Игорь Акимушкин – На суше и на море - 1966 (страница 81)
— Нас мало, книг много, приходится много работать. Еще показать? Да отдохни.
Входит жена художника Ика с маленькой Ганной на руках. Бруновские просят рассказать, что я успел повидать в Словакии.
— Фантастичне! — говорит Альбин. — Чудово!
Удивительный у него дар слушать, радоваться, отдыхая от огромной своей работы: станковая графика, преподавание, книги. Иллюстрации его поражают тонким психологизмом, зрелым мастерством исполнения. Мне приходилось видеть пражское издание «Мертвых душ» с отличными иллюстрациями Ромберга. В Братиславе вышло свое, иллюстрированное Бруновским, и мне не забыть его Коробочку: вот она провожает бричку Чичикова, а сама думает, думает, медленно ворочая жерновами мыслей, смотрит вдаль сосредоточенно-туповато. Конечно, мертвые души ей ни к чему, но не надул ли заезжий. Хороши и «мертвые души», русские мужики, особенно один, с топором на плече. Глаза у них закрыты, мертвые ведь, а может, и не мертвые, может, просто уснули, а если проснутся, — беда будет… Конечно, не все гравюры и иллюстрации Бруновского были мне понятны. Он учился у Винцента Гложника, преклонялся перед малознакомыми мне Максом Эрнстом и Дали, Клее и Миро…
Альбин интересуется моими планами.
— Домой? Э, сегодня не выберешься. Не отпустим, Ика? Пойдем лучше пройдемся к художникам…
Мы заходим в одну студию, другую, благо всё рядом. Какие-то дружелюбные бородатые и безбородые парни, по большей части молодые. Скульпторы что-то сваривают из железного лома, какие-то пространственные композиции, какие-то удивительные, причудливые скульптуры. Я уважительно спрашиваю, где они научились сварке.
— Это недолго, на ускоренных курсах…
Работяги. Славные ребята.
Мы заходим к графику Яну Лебишу.
— Гонза, принимай гостей, — кричит с порога Альбин. — Мы ненадолго. Мы знаем, что тебе некогда. Посидим часа три, выпьем немного виски, может, закусим. В доме ни крошки? Ну мы совсем немножко. Да ты не пугайся…
Да нет, Лебиша не запугаешь. Он тоже не страдает отсутствием чувства юмора. Это видно и по его рисункам.

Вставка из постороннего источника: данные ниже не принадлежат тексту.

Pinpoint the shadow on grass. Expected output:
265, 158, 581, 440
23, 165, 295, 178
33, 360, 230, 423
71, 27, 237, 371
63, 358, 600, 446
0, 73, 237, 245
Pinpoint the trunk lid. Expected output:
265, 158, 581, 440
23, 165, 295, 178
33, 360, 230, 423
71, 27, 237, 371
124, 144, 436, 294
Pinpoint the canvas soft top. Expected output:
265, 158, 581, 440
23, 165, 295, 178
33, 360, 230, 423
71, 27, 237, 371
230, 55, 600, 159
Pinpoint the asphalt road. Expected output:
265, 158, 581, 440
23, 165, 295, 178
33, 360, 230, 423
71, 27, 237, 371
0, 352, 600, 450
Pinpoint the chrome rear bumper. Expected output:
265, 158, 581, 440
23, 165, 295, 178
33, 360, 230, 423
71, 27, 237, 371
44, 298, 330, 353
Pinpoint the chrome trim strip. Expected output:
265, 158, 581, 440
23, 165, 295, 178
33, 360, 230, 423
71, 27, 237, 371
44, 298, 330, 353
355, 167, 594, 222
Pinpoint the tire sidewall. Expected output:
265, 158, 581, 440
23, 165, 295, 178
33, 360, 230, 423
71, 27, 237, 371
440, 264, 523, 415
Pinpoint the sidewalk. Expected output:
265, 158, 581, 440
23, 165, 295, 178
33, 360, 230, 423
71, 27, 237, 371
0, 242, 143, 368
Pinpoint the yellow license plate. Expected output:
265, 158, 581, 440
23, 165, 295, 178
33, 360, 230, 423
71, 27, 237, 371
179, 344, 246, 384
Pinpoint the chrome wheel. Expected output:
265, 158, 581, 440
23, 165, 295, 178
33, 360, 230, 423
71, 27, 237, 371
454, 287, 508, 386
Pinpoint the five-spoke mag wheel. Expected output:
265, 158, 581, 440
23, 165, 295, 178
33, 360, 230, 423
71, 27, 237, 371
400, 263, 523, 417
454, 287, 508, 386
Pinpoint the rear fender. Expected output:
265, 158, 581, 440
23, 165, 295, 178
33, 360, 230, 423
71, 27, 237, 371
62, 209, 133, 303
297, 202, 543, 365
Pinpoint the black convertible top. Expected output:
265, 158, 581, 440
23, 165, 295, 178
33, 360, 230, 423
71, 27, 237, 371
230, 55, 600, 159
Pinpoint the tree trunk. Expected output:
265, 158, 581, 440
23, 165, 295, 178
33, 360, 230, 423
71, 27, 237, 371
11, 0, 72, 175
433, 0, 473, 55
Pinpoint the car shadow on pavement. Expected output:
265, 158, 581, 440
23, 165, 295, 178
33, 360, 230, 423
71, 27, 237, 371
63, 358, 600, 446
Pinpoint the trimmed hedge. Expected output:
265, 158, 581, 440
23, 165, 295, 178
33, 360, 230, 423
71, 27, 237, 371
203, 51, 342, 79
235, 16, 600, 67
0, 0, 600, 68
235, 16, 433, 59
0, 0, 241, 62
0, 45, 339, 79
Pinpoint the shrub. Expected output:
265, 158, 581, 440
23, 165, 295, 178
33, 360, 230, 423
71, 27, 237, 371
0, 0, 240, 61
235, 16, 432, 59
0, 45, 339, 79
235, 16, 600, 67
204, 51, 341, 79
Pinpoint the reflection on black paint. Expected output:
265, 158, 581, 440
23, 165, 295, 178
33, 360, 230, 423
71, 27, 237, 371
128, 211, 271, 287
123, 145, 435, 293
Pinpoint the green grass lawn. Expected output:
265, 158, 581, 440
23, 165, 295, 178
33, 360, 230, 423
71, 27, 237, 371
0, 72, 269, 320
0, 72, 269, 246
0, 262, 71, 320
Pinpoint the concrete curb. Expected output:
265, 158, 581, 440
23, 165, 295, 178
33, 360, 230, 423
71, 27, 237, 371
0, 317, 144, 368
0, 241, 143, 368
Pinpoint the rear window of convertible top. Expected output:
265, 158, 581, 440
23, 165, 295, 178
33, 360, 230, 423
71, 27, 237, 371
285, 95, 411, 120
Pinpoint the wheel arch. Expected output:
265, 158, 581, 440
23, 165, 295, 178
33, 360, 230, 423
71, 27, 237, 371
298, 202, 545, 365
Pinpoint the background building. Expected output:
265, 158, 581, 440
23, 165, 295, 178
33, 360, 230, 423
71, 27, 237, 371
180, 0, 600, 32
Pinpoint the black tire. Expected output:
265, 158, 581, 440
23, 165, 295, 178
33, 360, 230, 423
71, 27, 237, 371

Сейчас он работает над иллюстрациями к «Путешествиям Гулливера». За последние год-два здесь уже вышло два издания «Путешествий». Лебиш иллюстрирует новое: его Гулливер — судовой забулдыга — доктор с носом, покрасневшим от злоупотребления горячительным. На этом носу причудливый лабиринт склеротических жилок, и уж в этот лабиринт Гонза вложил все свое умение, будьте спокойны. Меня поражает, как великолепно иллюстрируют здесь многочисленные переиздания классики. Вот тебе и «дедина»! Мы пьем кофе, рассматриваем великолепную коллекцию сабель и кинжалов, развешанную по стенам, потом двигаемся дальше.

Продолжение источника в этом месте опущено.